Frank O’Halloran has typically focused not on the group’s loss for the year but on the hopefully brighter future.“The full benefit from the recent premium rate increases is expected to flow through to earnings in the second half of 2002 and in 2003.”QBE’s CEO said the company remains on track to record a gross written premium of $7.4 billion (compared to $6.79 billion last year) and an insurance margin of between 6% and 6.5%.

Cashflow from operations for the half-year was very strong at $455 million, compared with $110 million for the corresponding period last year. Gross earned premium was also up 15% to $3.5 billion, while net earned premium increased 18% to $2.7 billion.

Claiming a combined operating ratio that improved to 99% from 102.2% in 2000/01, QBE said that the improvement reflects the elimination of unprofitable business over the past two years, premium rate increases averaging more than 20% across the group and lower-than-expected claims experience in the first half.

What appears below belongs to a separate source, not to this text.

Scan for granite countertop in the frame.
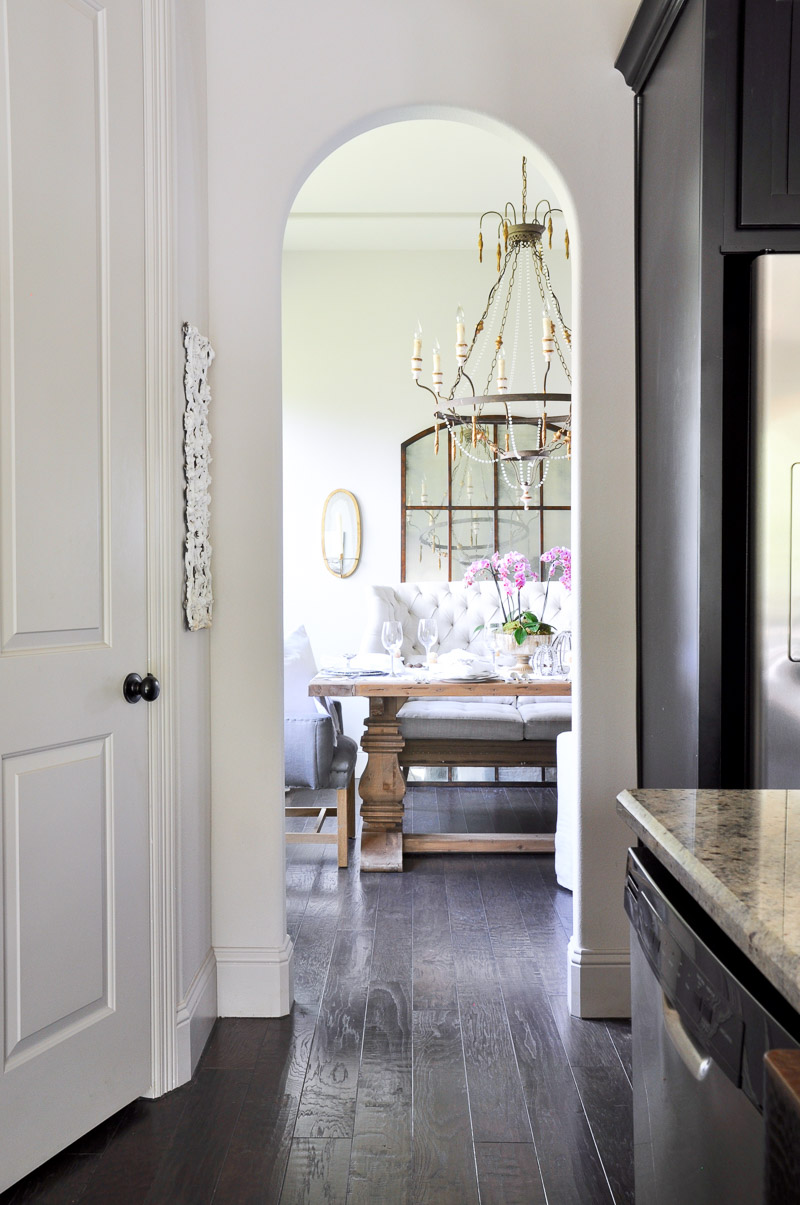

“Our focus on profitability has been rewarded with improved insurance results for all divisions,” Mr O'Halloran said.

He is “very pleased” with the performance of the company’s Australian, Asia-Pacific and Lloyd’s operations, which each produced underwriting profits and exceeded the group’s projected insurance profit targets.

“The actions we have taken over the past 18 months to concentrate our insurance business in areas that are most likely to produce targeted margins, and the significant improvement in market conditions, give us a high degree of confidence that we will produce increased returns for our shareholders,” Mr O’Halloran said.